I've only been able to stump this thing once. It's too weird! I even did Eddie the dog from Frasier and it guessed it!!!!

Guess the TV Character


----------



## pete (Oct 7, 2001)

I started simple with Gilligan, then moved to Woody from Cheers and Bob Newart. It got them all right, though I almost stumped it with Woody.


----------



## kerryclan (Mar 13, 2005)

I was "Boy" the dog from Green Acres. I stumped them and added it to their database. It's a fun game.


----------



## jock (Dec 4, 2001)

I was Mrs Slocombe from "Are You being Served" and it got me.

It said it knew allalong who I was but it was just stringing me along. I don't believe that!

Good game though, Thanks

Jock


----------



## chef john (Mar 3, 2005)

I was Fish (Abe Vigoda) from Barney Miller and it got me in eleven questions.


----------



## markv (May 16, 2003)

Holy Unveiling Batman!

It took them 30 questions but it guessed I was Farrah Fawcett from Charlie's Angels!

Mark


----------



## chrose (Nov 20, 2000)

Got it first try!  Chubsy ubsy from the little rascals!
Ahh a little too confident in myself, he got me with Ted Knight from the Mary Tyler Moore show! Impressive!


----------



## jenni belle (Mar 10, 2005)

Well, I was only #3 to do Alice Kramden from the Honeymoons!!! I can't believe it!

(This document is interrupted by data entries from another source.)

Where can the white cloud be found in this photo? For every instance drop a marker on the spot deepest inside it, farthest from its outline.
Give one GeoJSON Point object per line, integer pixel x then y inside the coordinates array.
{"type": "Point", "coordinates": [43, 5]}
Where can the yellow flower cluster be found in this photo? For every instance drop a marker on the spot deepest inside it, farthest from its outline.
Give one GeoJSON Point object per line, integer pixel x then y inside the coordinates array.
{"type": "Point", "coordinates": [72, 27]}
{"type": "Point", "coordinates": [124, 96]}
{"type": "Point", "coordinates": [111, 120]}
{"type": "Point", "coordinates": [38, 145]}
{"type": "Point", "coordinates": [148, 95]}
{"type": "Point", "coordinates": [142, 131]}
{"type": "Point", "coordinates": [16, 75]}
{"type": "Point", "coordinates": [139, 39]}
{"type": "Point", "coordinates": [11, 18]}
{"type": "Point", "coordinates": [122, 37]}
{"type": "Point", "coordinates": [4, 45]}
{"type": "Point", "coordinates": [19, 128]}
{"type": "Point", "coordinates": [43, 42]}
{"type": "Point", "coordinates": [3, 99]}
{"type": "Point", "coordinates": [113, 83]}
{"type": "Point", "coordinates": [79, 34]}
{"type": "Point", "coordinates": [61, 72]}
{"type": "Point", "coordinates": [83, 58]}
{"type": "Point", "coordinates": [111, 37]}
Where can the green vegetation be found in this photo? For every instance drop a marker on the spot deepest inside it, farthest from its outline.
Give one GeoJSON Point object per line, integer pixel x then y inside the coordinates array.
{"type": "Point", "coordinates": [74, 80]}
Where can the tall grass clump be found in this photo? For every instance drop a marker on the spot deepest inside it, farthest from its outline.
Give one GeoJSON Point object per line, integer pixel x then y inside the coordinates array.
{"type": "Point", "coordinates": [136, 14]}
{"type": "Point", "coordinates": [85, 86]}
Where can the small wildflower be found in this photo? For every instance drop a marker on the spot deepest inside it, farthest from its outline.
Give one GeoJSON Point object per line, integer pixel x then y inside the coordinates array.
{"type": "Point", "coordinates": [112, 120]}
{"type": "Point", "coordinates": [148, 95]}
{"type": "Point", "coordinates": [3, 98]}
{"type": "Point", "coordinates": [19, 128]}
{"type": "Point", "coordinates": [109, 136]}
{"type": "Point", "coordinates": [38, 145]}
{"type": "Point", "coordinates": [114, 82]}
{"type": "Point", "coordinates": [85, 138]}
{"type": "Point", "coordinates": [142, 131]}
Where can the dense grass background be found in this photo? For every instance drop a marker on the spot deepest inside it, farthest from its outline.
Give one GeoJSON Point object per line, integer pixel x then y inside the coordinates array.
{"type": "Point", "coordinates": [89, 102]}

I did stump it with Captain Bridger from seaQuest and the Chief from Get Smart!

It did guess Agent 99 from Get Smart and Zach from Saved by the Bell, but it took it a long time!


----------



## chrose (Nov 20, 2000)

This is a true time waster at work! We are going at it tooth and nail!
So far I am about 5 for 12 or so.
This is a lot of fun!


----------



## hipjoint (Jan 29, 2005)

i was able to stump it with ralph wiggam from the simpsons,
attila the hun, and tamerlain. 

it guessed betty rubble, agent 86, stephanie from full house,
mr. french, and my mother the car!!

interesting game!!


----------



## phoebe (Jul 3, 2002)

This is a little dangerous if you have other work (did I say "other" work?  ) to do.
I stumped it with Stephanie from _Newhart_ .


----------